My algorithm that extracts the largest box that can be made from smaller boxes, is too slow

Question

Imagine a cube based world (such as Minecraft, Trove, or Cube World) where everything is made up of identically sized cubes and all the cubes are of the same kind.

The goal is to represent the world with the fewest number of rectangular boxes (by merging cubes but retaining convex shape (aka, a rectangular box shape)). My algorithm succeeds at this, but its performance is too slow for its intended purpose. Are there faster algorithms?

The pseudo-C#-code for my algorithm is basically:

struct Coordinate { int x,y,z; }; //<-- integer based grid
HashSet<Coordinate> world; // <-- contains all the cubes

//width, height, and length represent how many cubes it spans
struct RectangularBox { Coordinate coord; int width,height,length; }

void Begin()
{
    List<RectangularBox> fewestBoxes = new List<RectangularBox>();
    while(world.Count > 0)
    {
         RectangularBox currentLargest = ExtractLargest();
         fewestBoxes.Add(currentLargest);
         world.RemoveRange(currentLargest.ContainedCubes());
    }
    //done; `fewestBoxes` contains the fewest rectangular boxes needed.
}

private RectangularBox ExtractLargest()
{
    RectangularBox largestBox = new RectangularBox();
    foreach (Coordinate origin in world)
    {
        RectangularBox box = FindMaximumSpan(origin);
        if (box.CalculateVolume() >= largestBox.CalculateVolume())
            largestBox = box;
    }
    return largestBox;
}

private RectangularBox FindMaximumSpan(Coordinate origin)
{
    int maxX, maxY,maxZ;
    while (world.Contains(origin.Offset(maxX, 0, 0))) maxX++;
    while (world.Contains(origin.Offset(0, maxY, 0))) maxY++;
    while (world.Contains(origin.Offset(0, 0, maxZ))) maxZ++;

    RectangularBox largestBox;
    for (int extentX = 0; extentX <= maxX; extentX++)
        for (int extentY = 0; extentY <= maxY; extentY++)
            for (int extentZ = 0; extentZ <= maxZ; extentZ++)
            {
                int lengthX = extentX + 1;
                int lengthY = extentY + 1;
                int lengthZ = extentZ + 1;
                if (BoxIsFilledWithCubes(origin, lengthX, lengthY, lengthZ))
                {
                    int totalVolume = lengthX * lengthY * lengthZ;
                    if (totalVolume >= largestBox.ComputeVolume())
                        largestBox = new RectangularBox(origin, lengthX, lengthY, lengthZ);
                }
                else
                    break;
            }
    return largestBox;
}

private bool BoxIsFilledWithCubes(Coordinate coord, 
    int lengthX, int lengthY, int lengthZ)
{
    for (int gX = 0; gX < lengthX; gX++)
        for (int gY = 0; gY < lengthY; gY++)
            for (int gZ = 0; gZ < lengthZ; gZ++)
                if (!world.Contains(coord.Offset(gX, gY, gZ)))
                    return false;
    return true;
}

Essentially, for every block in the world, it first finds how many contigious blocks there are in each of the three positive dimensions (+X, +Y, +Z).

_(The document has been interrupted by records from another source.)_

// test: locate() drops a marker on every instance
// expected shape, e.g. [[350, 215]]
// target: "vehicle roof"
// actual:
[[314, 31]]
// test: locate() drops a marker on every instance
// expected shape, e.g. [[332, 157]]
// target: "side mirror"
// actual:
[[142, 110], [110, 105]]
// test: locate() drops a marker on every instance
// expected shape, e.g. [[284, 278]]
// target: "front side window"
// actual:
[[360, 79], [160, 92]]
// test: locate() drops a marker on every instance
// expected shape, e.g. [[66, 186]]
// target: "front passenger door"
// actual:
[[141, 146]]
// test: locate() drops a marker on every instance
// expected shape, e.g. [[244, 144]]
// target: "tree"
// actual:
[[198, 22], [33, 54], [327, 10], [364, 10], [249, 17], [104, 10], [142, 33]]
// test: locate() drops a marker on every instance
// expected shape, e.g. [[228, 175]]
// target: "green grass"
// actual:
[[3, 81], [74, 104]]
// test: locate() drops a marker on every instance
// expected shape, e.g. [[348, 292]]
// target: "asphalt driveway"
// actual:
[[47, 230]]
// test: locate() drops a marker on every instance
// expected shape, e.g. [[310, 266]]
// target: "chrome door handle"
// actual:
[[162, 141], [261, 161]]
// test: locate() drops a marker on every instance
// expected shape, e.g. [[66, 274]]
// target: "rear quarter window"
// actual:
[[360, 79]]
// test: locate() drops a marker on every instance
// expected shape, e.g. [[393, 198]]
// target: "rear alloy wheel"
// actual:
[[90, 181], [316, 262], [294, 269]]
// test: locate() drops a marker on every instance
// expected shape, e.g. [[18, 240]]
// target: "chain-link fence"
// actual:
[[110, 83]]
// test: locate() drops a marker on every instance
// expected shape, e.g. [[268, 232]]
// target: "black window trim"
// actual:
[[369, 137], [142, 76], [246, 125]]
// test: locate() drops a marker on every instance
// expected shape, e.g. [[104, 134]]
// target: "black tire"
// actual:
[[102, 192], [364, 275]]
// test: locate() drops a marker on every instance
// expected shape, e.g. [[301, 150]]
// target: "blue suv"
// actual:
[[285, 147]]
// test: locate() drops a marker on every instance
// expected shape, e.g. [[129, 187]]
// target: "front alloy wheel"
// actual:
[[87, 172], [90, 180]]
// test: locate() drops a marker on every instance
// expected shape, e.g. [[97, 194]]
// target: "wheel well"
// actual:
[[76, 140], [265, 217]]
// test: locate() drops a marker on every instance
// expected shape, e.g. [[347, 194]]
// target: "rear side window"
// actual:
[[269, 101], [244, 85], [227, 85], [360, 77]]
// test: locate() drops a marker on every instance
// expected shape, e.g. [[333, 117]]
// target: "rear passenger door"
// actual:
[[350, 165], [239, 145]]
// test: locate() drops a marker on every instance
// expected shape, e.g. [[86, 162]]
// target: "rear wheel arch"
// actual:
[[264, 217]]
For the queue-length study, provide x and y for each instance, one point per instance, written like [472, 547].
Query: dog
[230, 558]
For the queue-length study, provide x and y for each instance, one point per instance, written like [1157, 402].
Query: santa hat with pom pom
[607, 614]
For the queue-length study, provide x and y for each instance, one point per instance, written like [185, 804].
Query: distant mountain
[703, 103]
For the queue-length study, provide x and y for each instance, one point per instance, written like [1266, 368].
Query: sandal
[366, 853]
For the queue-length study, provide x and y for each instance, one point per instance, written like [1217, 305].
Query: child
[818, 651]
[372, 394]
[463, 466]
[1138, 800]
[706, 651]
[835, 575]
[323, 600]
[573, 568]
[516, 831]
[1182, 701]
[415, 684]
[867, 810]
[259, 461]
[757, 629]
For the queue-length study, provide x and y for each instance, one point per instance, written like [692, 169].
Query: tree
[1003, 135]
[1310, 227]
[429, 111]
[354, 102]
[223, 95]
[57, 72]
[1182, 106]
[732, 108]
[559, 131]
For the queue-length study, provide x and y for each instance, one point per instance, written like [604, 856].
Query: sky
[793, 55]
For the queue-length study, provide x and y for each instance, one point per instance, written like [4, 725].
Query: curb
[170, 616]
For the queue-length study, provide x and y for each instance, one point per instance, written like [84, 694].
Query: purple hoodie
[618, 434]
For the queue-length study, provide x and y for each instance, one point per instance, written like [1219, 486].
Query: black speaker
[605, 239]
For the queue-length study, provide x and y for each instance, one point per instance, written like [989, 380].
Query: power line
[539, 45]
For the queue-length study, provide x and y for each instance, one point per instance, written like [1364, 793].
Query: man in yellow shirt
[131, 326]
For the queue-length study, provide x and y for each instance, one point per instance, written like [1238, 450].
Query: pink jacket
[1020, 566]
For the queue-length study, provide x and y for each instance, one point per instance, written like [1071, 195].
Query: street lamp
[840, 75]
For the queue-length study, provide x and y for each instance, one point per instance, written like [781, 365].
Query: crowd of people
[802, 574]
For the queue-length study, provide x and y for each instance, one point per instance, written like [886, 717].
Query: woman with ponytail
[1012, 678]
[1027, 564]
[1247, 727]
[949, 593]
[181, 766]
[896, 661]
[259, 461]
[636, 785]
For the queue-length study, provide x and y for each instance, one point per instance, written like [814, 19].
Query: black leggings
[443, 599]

And then it kinda flood-fills that volume and checks which is the largest filling that isn't missing any blocks.

---

Update: Since I seemed to have implied this was for a game's rendering engine, I just want to clarify, this isn't for a game's rendering engine; it's for a file-converter; no GUI.

Answer 1

You can make use of the fact that when

 BoxIsFilledWithCubes(c,x,y,z)

returns true, then it is not necessary to check in BoxIsFilledWithCubes(c,x+1,y,z) all those cubes in the coordinate range "(c,x,y,z)" again. You need only to check those cubes with the new x-coordinate c.x + (x+1). (Same is true for y+1, or z+1). More generally, by splitting up a box into two smaller boxes (for which you might already know if they are both filled with cubes, or not both filled), you can apply a divide-and-conquer technique here, which becomes faster than your original approach when you cache the intermediate results.

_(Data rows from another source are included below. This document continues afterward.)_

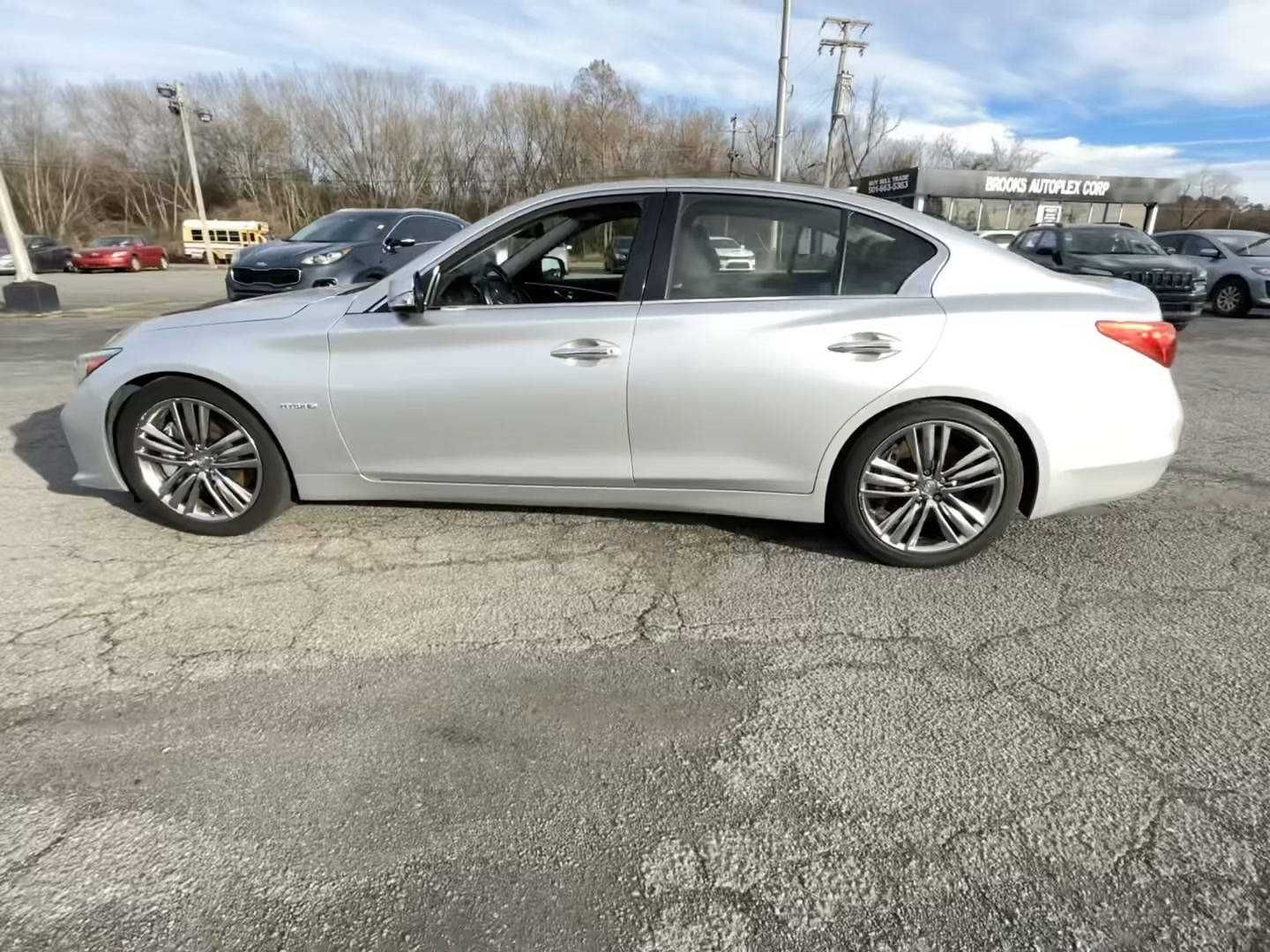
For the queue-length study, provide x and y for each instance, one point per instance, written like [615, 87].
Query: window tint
[879, 257]
[778, 248]
[576, 236]
[1195, 244]
[426, 228]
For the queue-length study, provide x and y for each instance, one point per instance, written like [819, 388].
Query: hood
[270, 308]
[288, 254]
[1132, 263]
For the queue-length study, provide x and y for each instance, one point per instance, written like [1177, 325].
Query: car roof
[400, 211]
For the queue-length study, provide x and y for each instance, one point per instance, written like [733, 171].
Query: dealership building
[983, 201]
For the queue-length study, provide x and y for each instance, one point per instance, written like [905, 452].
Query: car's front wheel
[929, 484]
[1231, 299]
[198, 458]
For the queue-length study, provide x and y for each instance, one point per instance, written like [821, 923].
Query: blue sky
[1124, 86]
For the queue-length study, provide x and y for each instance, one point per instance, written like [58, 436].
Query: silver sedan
[877, 368]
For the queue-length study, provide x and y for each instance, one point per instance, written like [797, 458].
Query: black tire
[273, 487]
[846, 504]
[1231, 299]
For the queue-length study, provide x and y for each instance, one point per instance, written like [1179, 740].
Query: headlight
[89, 362]
[325, 257]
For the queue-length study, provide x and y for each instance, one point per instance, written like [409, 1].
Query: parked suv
[348, 247]
[1237, 264]
[1119, 251]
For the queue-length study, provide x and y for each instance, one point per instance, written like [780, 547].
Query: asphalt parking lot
[478, 727]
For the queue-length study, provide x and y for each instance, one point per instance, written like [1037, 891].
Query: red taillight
[1156, 339]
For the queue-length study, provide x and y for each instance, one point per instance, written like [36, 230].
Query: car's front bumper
[84, 420]
[310, 277]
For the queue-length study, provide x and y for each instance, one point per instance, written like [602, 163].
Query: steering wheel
[497, 287]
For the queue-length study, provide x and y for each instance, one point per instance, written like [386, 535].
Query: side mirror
[410, 294]
[553, 268]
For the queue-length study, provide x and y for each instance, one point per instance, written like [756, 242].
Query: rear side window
[879, 257]
[752, 247]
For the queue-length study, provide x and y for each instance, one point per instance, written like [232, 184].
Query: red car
[120, 253]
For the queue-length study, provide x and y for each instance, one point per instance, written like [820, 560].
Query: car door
[741, 378]
[475, 390]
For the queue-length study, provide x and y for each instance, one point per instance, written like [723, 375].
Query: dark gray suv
[349, 247]
[1119, 251]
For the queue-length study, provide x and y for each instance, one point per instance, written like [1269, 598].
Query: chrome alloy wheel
[931, 487]
[1227, 300]
[197, 460]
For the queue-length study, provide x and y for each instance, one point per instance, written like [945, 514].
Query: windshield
[1109, 242]
[348, 227]
[1247, 244]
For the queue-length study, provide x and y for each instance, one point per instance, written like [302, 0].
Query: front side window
[1247, 244]
[426, 228]
[1109, 242]
[557, 258]
[348, 227]
[750, 247]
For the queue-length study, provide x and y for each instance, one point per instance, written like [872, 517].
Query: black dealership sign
[1035, 185]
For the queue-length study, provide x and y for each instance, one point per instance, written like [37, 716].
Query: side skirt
[791, 507]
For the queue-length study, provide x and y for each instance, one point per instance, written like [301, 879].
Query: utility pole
[842, 92]
[782, 71]
[178, 104]
[25, 294]
[733, 155]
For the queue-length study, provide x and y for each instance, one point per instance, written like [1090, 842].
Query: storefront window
[1134, 215]
[963, 212]
[1074, 213]
[995, 213]
[1022, 213]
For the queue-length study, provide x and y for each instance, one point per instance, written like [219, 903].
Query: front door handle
[586, 349]
[868, 346]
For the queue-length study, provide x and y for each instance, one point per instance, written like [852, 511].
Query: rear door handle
[868, 346]
[586, 349]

To accomplish this, you start implementing BoxIsFilledWithCubes(c,x,y,z) recursively, for example:

 bool BoxIsFilledWithCubes(coord,lx,ly,lz)
 {
     if(lx==0|| ly==0 || lz==0)
        return true;
     if(lx==1 && ly==1 && lz==1)
          return world.Contains(coord);
     if(lx>=ly && lx>=lz)  // if lx is the maximum of lx,ly,lz ....
         return BoxIsFilledWithCubes(coord,lx/2,ly,lz) 
             && BoxIsFilledWithCubes(coord.Offset(lx/2,0,0), lx-lx/2, ly, lz);
     else if(ly>=lz && ly>=lx)  
         // ... analogously when ly or lz is the maximum

 }

and then use memoization (like it is discussed here) to avoid any repeated calls to BoxIsFilledWithCubes with the same parameters. Note you will have to clear the memoization cache when you apply a change to your world container, like by world.RemoveRange. Nevertheless I guess this will make your program faster.

Answer 2

Build up an octree with a leaf node aabb size of the size of your box. While traversing the octree you can cheaply merge nodes. Completely filled nodes are trivial to merge (new box = parent aabb), while for partially filled nodes, you can use a variant of your current algorithm to check merge-ability.

Answer 3

You seem to be at least O(n^2) (see big O notation) as you loop over all boxes in the world in “Begin()”, then for each box, you loop over all boxes in the world in ExtractLargest(). So a world with 10 unrelated boxes will take 4 times longer than a world with 5 unrelated boxes.

You therefore need to limit the number of boxes that ExtractLargest() has to look at, to do that you need to use some type of spatial search, as you are working in 3d, you may need a 3d spatial search. However first start by understanding 2d spatial search.

Then consider if you will ever have many boxes over the top of each other, if not then a 2d spatial search that just covers x,y may be enough to cut down your looping.

Octree/quadtree are one option, but there are many other options for space partitioning,

But you may be able to just use a 2 dimensional array of lists (Grid spatial index), where all boxes that cover the point (a, b) are in array[a,b].list. But most lickly that would lead to too large an array, so what about array[mod(a,100),mob(b,100)].list? This all depends on what your data is like.

(I have seen the grid solution work very well in real life.)

Or do what Wilbert says with an octree with a leaf node aabb size of the size of your box, but later on you are likely to have to find the box that the user’s mouse is pointing at etc, once again a case of spatial search.

(You must decide if you are just trying to get this software to work, or if you are trying to understand how to be a better programmer and hence are more interested in the learning then a quick solution.)